- Country: United States
- Language: English
- Genre: Science fiction

Publication
- Published in: Star Science Fiction Stories No.3
- Publisher: Ballantine Books
- Media type: Print (Paperback)
- Publication date: 1955

= It's Such a Beautiful Day (short story) =

"It's Such A Beautiful Day" is a science fiction short story by American writer Isaac Asimov. It was first published in 1955 in Star Science Fiction Stories No.3, an anthology of original stories edited by Frederik Pohl, and later reprinted in the 1969 collection Nightfall and Other Stories.

==Plot summary==
Set in the year 2117, the story presents District A-3, a newly built suburb of San Francisco, and the world's first community to be built entirely using Doors, a method of travel via teleportation.

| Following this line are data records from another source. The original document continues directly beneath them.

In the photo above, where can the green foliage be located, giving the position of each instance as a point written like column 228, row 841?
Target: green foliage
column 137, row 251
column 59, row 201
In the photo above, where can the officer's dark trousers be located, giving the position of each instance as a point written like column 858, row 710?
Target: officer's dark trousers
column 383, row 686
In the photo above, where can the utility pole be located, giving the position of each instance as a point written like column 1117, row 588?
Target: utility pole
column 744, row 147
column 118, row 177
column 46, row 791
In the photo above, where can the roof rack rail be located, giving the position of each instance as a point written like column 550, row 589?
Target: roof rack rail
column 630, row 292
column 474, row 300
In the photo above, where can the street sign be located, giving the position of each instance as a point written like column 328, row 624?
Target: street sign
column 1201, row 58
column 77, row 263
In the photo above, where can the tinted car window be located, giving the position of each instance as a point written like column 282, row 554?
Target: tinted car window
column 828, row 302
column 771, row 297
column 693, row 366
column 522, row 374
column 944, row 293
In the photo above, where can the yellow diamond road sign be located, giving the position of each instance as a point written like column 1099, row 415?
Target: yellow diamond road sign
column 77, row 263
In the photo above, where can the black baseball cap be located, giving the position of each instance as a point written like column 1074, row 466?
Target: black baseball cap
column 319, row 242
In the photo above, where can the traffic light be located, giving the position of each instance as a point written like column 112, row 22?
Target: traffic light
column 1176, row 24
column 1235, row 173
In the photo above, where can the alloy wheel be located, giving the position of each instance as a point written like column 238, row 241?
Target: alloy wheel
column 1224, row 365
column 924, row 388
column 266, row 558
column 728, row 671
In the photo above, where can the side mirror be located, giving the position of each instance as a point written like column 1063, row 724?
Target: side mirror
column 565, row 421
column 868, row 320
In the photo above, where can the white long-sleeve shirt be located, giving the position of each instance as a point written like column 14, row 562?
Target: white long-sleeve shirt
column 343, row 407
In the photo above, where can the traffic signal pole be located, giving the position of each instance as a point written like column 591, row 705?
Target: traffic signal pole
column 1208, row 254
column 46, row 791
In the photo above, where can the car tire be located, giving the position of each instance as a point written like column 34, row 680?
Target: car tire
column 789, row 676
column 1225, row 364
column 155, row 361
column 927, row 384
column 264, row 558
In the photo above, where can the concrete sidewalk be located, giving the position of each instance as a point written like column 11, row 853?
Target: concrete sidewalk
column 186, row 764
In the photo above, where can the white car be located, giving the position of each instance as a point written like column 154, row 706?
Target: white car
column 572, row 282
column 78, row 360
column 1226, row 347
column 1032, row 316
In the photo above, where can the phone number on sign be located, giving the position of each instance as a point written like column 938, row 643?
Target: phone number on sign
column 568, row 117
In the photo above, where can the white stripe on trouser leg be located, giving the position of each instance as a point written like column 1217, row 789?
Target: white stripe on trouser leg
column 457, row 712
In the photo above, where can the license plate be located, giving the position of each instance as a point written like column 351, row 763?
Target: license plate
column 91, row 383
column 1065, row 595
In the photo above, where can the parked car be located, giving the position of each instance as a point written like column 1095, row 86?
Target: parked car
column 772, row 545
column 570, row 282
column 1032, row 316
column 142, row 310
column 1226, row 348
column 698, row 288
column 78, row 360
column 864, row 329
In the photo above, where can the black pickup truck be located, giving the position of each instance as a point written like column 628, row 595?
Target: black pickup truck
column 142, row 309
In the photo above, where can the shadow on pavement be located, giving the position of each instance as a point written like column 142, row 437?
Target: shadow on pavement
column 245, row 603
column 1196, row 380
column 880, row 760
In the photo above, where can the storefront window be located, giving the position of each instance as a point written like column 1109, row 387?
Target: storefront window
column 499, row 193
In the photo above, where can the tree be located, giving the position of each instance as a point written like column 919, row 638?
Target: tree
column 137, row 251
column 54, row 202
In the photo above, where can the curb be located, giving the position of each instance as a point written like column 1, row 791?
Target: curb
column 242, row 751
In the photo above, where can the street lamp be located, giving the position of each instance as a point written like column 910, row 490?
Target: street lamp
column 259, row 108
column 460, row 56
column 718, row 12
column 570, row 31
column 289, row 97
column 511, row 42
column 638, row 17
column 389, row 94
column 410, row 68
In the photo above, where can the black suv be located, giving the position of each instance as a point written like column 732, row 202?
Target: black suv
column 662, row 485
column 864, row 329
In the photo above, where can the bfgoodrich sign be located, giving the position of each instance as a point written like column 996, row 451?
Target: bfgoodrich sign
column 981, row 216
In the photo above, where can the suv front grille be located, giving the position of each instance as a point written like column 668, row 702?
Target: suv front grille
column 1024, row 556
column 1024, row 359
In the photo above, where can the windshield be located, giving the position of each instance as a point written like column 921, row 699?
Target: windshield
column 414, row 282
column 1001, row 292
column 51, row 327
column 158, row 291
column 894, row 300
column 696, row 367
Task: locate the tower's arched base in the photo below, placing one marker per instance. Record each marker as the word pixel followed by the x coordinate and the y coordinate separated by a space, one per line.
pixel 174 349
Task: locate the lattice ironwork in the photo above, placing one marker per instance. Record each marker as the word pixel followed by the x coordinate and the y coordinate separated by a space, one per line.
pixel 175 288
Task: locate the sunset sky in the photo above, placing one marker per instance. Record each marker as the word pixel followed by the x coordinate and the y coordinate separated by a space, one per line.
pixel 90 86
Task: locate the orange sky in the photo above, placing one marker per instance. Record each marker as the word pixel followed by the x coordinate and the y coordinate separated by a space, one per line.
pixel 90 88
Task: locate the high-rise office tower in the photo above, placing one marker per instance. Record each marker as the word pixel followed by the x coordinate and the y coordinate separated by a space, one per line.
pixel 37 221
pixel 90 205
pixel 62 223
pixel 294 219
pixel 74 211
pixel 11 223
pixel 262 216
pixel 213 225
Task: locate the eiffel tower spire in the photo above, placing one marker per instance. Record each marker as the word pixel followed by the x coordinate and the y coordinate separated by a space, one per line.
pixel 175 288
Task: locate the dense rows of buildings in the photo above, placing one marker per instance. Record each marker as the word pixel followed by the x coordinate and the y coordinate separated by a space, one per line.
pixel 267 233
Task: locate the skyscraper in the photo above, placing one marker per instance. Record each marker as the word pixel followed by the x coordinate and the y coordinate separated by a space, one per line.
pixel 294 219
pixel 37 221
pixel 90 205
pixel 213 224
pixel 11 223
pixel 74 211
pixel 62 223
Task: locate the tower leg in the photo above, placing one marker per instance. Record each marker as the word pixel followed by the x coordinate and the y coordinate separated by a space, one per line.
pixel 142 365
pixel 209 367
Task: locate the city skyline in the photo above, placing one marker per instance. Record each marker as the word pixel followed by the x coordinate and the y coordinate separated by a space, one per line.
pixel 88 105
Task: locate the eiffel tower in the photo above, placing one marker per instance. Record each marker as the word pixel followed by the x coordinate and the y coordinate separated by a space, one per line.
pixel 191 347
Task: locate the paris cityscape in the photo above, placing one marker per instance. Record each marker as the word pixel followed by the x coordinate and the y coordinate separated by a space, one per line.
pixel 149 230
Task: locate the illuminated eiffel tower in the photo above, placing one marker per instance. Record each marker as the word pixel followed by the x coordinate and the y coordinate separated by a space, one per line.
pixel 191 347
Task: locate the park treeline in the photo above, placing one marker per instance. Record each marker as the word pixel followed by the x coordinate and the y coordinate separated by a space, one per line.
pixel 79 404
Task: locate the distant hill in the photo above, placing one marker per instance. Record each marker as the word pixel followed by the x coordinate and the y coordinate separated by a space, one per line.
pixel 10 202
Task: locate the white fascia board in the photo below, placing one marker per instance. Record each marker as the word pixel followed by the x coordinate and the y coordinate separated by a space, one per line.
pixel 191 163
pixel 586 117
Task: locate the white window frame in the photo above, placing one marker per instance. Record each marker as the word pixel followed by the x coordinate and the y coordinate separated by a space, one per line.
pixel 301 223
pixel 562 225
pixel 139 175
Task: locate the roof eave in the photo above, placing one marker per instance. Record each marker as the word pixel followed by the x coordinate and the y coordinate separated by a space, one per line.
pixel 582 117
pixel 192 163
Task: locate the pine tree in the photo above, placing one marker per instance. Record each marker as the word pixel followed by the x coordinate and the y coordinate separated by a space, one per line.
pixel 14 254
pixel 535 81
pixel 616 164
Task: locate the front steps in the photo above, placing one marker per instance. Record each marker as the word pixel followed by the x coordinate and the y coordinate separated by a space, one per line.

When the Door that transfers him from home to school fails, Richard "Dickie" Hanshaw takes a dislike to the method and starts to wander outside in the unfamiliar open, exposed to the elements. When he catches a cold, Mrs. Hanshaw is horrified and takes him to see Dr. Sloane, a psychiatrist, afraid that her son's wanderings are signs of a mental abnormality.

Despite his own misgivings, Dr. Sloane invites Dickie to go for a walk with him in the open, and Sloane learns to understand and appreciate the boy's dislike of moving around by matter transference and his newly acquired interest in the open air. Dr. Sloane advises Mrs. Hanshaw not to disapprove of Dickie's odd hobby so heavily, to treat it as if it is no big deal. This will remove its tantalizing aura of forbiddenness, and soon Dickie will lose interest in it and turn his attention to more "normal" interests.

At the conclusion of his consultation with Dickie and Mrs. Hanshaw, Dr. Sloane succumbs to Dickie's viewpoint and says, "You know, it's such a beautiful day that I think I'll walk."